Aanleiding voor Schrems’ juridische strijd waren Facebook’s privacy inbreuken, die aan het licht kwamen naar aanleiding van de onthullingen van Edward Snowden. Daaruit bleek dat Facebook Ierland persoonsgegevens van EU-inwoners doorgaf aan Facebook Inc. voor verwerking op servers in de VS en vervolgens Amerikaanse inlichtingendiensten toegang gaf tot deze persoonsgegevens voor surveillancedoeleinden. Schrems diende een klacht in bij de Ierse Gegevensbeschermingsautoriteit (DPC) en verkreeg uiteindelijk de ongeldigheid van het ‘Safe Harbour Framework’ voor het Hof van Justitie (Schrems I). 

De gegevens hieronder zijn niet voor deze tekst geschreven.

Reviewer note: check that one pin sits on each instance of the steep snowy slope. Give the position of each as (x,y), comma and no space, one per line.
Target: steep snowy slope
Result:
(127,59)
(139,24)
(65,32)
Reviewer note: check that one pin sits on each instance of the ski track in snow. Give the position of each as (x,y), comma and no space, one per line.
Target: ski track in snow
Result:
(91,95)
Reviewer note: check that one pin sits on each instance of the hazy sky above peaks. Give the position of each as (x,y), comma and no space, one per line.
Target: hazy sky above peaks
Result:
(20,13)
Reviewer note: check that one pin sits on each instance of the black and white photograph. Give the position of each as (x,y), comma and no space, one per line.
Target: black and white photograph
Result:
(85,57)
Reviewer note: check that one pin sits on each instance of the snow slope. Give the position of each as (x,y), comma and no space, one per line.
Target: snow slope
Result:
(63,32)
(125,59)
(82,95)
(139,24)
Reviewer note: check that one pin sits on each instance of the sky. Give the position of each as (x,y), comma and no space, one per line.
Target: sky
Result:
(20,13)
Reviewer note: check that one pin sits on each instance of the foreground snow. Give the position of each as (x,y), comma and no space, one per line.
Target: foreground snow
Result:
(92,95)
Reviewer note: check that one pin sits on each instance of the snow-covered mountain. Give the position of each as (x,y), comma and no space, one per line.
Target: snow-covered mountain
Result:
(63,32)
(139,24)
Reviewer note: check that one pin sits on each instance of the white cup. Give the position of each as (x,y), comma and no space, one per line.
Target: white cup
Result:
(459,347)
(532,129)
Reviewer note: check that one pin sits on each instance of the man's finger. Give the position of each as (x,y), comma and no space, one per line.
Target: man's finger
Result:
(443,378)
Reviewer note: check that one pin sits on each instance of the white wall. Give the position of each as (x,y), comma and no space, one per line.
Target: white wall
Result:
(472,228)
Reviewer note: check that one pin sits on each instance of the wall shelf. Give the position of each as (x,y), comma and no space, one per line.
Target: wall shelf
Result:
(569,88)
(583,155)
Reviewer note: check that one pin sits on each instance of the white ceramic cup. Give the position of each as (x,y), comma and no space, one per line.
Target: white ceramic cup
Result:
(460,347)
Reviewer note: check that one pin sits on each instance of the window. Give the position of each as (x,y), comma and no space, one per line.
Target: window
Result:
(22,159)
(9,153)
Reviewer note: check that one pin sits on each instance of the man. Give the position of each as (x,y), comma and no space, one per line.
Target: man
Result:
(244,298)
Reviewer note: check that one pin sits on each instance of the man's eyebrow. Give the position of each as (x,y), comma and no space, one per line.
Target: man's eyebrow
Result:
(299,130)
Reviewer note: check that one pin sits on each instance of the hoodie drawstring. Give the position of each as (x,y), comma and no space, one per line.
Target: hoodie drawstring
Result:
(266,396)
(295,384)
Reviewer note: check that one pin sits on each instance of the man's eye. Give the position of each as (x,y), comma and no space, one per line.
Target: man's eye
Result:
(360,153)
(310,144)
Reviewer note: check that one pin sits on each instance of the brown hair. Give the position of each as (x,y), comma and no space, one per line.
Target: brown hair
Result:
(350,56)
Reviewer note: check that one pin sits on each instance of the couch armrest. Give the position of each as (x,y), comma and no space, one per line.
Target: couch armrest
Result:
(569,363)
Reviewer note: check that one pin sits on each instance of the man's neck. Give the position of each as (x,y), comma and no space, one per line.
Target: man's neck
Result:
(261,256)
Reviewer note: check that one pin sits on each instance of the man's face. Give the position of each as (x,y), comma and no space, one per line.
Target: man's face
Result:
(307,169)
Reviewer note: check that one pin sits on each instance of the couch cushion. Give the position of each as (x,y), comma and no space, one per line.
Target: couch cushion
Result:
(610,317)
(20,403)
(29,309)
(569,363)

Omdat met het Schrems I-arrest het belangrijkste mechanisme voor de export van persoonsgegevens vanuit de EU naar de VS wegviel, werd in 2016 een nieuw, gelijkaardig mechanisme voor trans-Atlantische gegevensoverdrachten ontworpen door de Europese Commissie, met name het EU-VS Privacy Shield

Uit het onderzoek van de Ierse gegevensbeschermingsautoriteit bleek echter dat de doorgifte van een groot deel van de persoonsgegevens van EU-inwoners door Facebook Ierland aan Facebook Inc. niet plaatsvond op basis van het (toenmalige) Safe Harbour Framework, maar op basis van de SCCs, zodat Schrems zijn klacht herformuleerde en het Hof van Justitie in Schrems II de schijnwerpers richtte op zowel de SCCs als het nieuwe EU-VS Privacy Shield. 

Beslissing Schrems II

Het EU-VS Privacy Shield = ongeldig 

In Schrems II heeft het Hof van Justitie het EU-VS Privacy Shield (of juister: het EU-VS Privacy Shield adequaatheidsbesluit van de Europese Commissie) teniet gedaan. In dit adequaatheidsbesluit bevestigde de Europese Commissie dat de VS een passend beschermingsniveau waarborgde voor de doorgifte van persoonsgegevens uit de EU naar organisaties met een zelfcertificering in de VS in het kader van het EU-VS Privacy Shield. 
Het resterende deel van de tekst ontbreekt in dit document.